Looking at these pictures of an 1840s doll-sized butcher shop complete with all the prime cuts of meat that you’d find in an actual shop but in a miniature formation, it is easy to see how much children’s toys have changed over the years.
Obviously kids still love miniatures and of course, the classic doll’s house will always be popular, but can you imagine your kids playing with a toy butcher’s shop with blood and sawdust on the floor, with meat cleavers and animal carcasses adorning the place? No, probably not…
But according to Sarah Louise Wood, a curator from the Museum of Childhood at the Victoria and Albert Museum in London, they were pretty popular back in Victorian times, but not just for the little ones. Wood believes that many of these tiny replicas were used as a form of advertising. Placed in the windows of actual butcher’s shops, they let passersby know exactly what was on offer inside.
Robert Culff looks into the reasons why this rather odd little playset existed in his 1969 novel, “The World of Toys”. According to Culff, toys like this were popular all those years ago, because back then, children were encouraged to know and understand about how meat was purchased and about the different cuts etc. In Victorian times, methods of refrigeration were limited, so children would be quite accustomed to the site of preserved cuts of meat hanging around the kitchen and therefore it is unlikely that the meat replicas would seem in any way shocking or unsightly to them.
The Victorian’s loved replicating their world in miniature formation, so butcher’s shops were not the only ones to be mirrored in this way. Every store in town would have its own tiny version, sometimes for the children to play with but more often than not for an adult collector.
Owning elaborate miniature replicas like these ones pictured, was often a sign of great wealth, they were the playthings of high society adults. Master craftsmen would spend months working on these elaborate, luxurious and intricate replicas and no expense was spared.
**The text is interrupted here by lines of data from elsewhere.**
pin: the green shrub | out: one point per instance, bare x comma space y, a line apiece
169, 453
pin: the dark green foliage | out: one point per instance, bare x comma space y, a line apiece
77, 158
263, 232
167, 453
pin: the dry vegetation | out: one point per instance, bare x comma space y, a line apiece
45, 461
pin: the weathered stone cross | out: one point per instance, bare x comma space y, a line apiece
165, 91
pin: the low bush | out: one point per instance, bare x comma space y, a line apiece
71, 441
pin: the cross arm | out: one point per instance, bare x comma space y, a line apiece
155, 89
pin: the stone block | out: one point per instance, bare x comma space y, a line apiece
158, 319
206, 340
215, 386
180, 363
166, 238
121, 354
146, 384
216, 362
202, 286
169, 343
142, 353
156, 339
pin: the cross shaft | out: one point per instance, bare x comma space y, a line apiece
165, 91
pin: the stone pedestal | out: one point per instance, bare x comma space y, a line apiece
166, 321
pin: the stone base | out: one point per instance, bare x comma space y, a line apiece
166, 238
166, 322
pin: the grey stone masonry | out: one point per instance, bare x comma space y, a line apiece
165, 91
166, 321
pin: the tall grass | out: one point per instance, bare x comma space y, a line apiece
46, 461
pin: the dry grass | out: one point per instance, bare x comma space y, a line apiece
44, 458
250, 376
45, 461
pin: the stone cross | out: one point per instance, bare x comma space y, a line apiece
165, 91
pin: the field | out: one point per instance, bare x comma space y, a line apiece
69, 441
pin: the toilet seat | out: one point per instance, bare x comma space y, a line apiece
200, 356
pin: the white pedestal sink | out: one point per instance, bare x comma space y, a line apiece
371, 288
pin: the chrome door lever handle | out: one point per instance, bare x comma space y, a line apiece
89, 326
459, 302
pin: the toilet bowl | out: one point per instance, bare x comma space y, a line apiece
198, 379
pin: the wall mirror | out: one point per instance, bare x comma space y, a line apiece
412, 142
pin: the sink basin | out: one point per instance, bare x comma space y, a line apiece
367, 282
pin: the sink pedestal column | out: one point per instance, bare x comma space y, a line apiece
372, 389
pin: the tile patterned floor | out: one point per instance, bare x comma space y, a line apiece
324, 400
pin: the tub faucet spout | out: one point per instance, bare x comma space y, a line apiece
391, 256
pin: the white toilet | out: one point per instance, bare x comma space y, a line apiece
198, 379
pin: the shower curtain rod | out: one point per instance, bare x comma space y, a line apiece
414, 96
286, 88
They used real silk, silver, gold, china and other expensive materials to make up these tiny worlds.
Prior to the Enlightenment period, children were mostly regarded as imperfect miniature adults themselves and they were expected to grow up quickly and assume important responsibilities from a very early age. There really wasn’t the belief that letting ‘children be children’ was important and play was often looked down upon.
When the first ideas about “childhood” emerged in the 1800s, parents were wary about letting their children play too much, lest it make them lazy and idle adults. Therefore children’s books, toys and games were often designed with moral or religious teachings in mind (BORING). Hence why you can understand why getting your kid a toy butchers shop to help them learn about food and how to purchase it, would be a very Victorian thing.
While these butcher’s shops are from a completely different era when childhood was an entirely different thing, they haven’t exactly died out completely. In the 1980s both Barbie and Fisher Price had miniature McDonald’s play houses.
Lisa Hix of the Collectors Weekly said: “It’s the same cow, ground up and served in little boxes… In the 19th century, kids were taught how to purchase select cuts from fresh cow carcasses. A hundred years later, they were encouraged to consume overly processed ground beef and trans-fatty French fries from a fast-food behemoth. Which is worse, really?”
I loved miniature stuff when I was growing up, the smaller the better and if the parts moved and did stuff, well then that was just perfect. But I can sincerely say that I’m not all that gutted that I didn’t have a miniature butchers shop to play with and I am incredibly glad that I didn’t grow up in Victorian times!